The best you can do is to send information, possibly with the help of gravitational lensing.
Sci-fi mode on: given that the potential galactic civilization is going to be information-based, who's to say the Earth is not already under attack? An interstellar fleet of large invasion ships with soldiers is not feasible, but a small drone with an AI that connects to terrestrial networks and steers the civilization towards collapse is possible. I'd start investigating if TikTok algorithm developers got some nudges from a weirdly knowledgeable source.
That sounds like an invisible malevolent force trying to destroy us, himm, sounds familiar :).
>>There are no material goods that can justify the material and energetic expense of any interstellar travel.
Material, no. but we know with absolute certainty that Earth will stop being habitable for humans at some point. So assuming any intelligent race, human descendent or otherwise, still exists on this planet, it will have to eventually move. It's just pure luck that we evolved when we did. But there are valid reasons for interstellar travel(other than you know, pure curiosity).
That's why I never understood sci Fi nerds obsession with outer space, as opposed to inner space. Humans sit about half way between the biggest and smallest things in the universe. Instead of exploring the cosmos, which takes tons of energy and is almost entirely empty, we could be exploring the space between atoms and building worlds without our own world. It is also almost entirely empty, but the energy costs to construct anything would be close to zero.
They already let an illegal alien buy the last election.
> The dark forest hypothesis assumes that it's easy to travel between stars, so interstellar conquests are possible. But it doesn't seem to be the case.
Wrong. Dark Forest isn't about conquest, it's about preemptive strikes.
The Dark Forest hypothesis assumes that travel between stars is hard - more importantly, that even communications at those distances is hard - specifically, that it takes a long time, which prevents building trust. This, combined with one other assumption: that technological progress makes unpredictable jumps ahead, makes the conclusion fall out straight from basic game theory.
So per the Dark Forest hypothesis, if you spot a primitive agrarian society sending a "hello" to you with smoke signals, you're better off lobbing a nuke at them in response - because otherwise, should you send a friendly "hello back" instead, you may discover that while that message was in flight, they underwent a triple industrial revolution, and shot a magic proton bomb at you.
Why would they do that, you ask? Because from their POV, at any moment you can have a sudden technological breakthrough and start dragging black holes at them or whatever. Point being, it's best for them to get rid of you, while they still can.
(People get too fixated on the forest metaphor XOR the sci-fi parts, but it's really neither; the second book of the trilogy pretty much spelled out the whole rationale like a math textbook, in case anyone missed it after half of first book making analogies to it with ants and history of modern China and such.)

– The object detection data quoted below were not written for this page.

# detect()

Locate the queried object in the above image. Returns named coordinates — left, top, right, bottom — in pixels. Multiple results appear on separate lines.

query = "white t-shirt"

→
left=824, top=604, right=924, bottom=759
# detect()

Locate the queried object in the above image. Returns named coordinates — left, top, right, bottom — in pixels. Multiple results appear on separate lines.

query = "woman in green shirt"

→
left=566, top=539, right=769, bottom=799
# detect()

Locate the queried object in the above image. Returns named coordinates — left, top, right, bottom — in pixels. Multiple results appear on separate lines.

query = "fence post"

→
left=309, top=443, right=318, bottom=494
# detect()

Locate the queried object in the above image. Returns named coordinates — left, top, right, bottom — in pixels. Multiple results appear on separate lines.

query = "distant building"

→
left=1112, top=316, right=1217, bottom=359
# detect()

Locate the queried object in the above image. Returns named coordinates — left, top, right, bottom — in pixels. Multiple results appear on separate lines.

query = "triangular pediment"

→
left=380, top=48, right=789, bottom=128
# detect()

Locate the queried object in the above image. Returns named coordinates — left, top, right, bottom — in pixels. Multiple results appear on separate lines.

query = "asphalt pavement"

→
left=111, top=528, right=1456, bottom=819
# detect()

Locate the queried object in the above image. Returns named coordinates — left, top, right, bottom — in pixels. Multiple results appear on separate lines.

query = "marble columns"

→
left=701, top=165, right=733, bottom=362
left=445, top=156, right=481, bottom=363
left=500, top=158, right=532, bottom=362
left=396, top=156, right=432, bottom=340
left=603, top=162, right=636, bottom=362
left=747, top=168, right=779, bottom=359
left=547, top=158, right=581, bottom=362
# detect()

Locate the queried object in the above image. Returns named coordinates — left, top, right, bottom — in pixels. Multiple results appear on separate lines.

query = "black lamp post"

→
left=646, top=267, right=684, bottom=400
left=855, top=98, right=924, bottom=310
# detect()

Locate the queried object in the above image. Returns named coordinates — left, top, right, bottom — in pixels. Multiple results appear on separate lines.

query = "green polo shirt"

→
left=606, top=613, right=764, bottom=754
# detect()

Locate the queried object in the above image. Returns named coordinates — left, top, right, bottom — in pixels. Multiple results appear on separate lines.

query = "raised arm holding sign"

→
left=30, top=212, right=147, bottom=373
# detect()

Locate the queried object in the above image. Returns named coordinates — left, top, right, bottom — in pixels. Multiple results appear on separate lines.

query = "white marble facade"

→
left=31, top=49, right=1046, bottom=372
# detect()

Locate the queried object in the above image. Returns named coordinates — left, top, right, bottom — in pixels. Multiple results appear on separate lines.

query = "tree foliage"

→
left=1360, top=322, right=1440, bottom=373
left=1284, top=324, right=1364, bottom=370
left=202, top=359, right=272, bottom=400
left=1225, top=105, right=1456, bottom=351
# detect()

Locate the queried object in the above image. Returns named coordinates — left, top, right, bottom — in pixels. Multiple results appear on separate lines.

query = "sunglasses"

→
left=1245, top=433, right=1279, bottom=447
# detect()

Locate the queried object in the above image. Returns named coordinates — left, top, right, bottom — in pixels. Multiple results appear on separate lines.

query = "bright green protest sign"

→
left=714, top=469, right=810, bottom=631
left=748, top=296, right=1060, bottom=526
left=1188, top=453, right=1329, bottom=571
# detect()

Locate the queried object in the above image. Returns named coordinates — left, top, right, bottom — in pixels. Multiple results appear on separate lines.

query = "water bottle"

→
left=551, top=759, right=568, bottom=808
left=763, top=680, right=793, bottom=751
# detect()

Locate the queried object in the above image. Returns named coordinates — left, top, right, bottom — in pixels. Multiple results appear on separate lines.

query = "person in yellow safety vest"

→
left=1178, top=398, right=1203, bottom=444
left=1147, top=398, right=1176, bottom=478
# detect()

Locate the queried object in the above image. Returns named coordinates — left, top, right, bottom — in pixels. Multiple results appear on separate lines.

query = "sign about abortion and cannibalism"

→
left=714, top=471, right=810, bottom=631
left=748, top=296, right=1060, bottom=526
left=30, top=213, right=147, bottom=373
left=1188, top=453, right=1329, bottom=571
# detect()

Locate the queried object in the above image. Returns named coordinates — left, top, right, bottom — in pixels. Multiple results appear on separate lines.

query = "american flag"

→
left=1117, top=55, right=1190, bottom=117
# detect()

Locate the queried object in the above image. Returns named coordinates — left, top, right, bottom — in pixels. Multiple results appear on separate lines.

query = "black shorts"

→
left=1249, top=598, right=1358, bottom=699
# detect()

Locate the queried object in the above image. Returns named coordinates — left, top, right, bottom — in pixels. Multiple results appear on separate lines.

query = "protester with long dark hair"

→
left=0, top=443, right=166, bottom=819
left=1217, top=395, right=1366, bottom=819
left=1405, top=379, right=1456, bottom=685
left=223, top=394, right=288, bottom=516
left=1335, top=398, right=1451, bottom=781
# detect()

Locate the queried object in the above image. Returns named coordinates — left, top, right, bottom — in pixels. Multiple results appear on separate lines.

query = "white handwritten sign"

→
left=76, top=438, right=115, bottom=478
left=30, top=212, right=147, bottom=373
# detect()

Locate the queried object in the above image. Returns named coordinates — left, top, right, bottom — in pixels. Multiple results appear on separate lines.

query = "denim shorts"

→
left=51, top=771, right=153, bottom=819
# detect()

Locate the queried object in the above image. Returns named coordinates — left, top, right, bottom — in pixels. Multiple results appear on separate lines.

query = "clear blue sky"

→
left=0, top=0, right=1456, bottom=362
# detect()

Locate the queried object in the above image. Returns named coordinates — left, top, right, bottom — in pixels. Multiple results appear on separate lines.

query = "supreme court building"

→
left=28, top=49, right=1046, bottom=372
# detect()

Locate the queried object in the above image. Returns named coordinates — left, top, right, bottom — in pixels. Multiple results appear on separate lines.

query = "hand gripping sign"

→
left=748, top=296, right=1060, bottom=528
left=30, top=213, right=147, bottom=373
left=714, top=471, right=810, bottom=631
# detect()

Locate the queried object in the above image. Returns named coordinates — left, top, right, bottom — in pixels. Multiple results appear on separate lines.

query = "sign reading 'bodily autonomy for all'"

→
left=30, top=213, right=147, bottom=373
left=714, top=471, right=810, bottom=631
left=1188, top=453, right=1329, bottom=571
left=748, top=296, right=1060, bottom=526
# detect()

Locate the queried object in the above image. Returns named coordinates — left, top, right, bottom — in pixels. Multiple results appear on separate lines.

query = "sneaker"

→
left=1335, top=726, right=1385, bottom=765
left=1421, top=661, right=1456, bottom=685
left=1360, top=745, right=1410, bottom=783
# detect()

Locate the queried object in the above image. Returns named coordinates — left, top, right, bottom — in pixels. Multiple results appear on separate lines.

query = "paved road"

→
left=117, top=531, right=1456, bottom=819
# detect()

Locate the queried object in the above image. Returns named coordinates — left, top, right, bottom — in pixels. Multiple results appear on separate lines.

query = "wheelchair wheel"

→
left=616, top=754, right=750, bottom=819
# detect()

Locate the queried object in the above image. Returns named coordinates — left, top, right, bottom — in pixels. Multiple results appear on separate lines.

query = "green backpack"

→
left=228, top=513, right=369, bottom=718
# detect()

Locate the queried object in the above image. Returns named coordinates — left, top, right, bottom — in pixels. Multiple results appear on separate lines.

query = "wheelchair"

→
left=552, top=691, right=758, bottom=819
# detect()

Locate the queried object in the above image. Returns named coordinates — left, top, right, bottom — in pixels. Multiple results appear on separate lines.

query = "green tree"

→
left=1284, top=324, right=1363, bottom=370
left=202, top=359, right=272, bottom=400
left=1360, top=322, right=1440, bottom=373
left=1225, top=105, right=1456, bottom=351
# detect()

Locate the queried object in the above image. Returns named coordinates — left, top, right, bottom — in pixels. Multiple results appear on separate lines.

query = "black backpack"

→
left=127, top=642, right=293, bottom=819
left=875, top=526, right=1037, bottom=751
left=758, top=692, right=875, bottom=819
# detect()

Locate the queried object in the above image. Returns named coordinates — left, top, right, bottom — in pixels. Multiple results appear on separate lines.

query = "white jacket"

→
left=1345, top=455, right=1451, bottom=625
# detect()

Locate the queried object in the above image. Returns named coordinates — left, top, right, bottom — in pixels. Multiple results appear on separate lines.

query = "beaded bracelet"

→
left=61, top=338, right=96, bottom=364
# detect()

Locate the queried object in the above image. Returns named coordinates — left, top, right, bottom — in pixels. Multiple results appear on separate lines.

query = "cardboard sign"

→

(ETA: what's the justification for "sudden technological jumps" assumption? History. Humanity had ~all the ingredients for the industrial revolution for centuries, and it's not clear why it happened when it did, and not a century or two earlier (or later). Then it happened, but the outcome wasn't "evenly distributed". Then the 20th century saw several large nations jumping all the way from pre-industrial agrarian societies to post-industrial peer superpowers, in a span of merely a few decades. The author writes extensively about living through that transition in the first book.)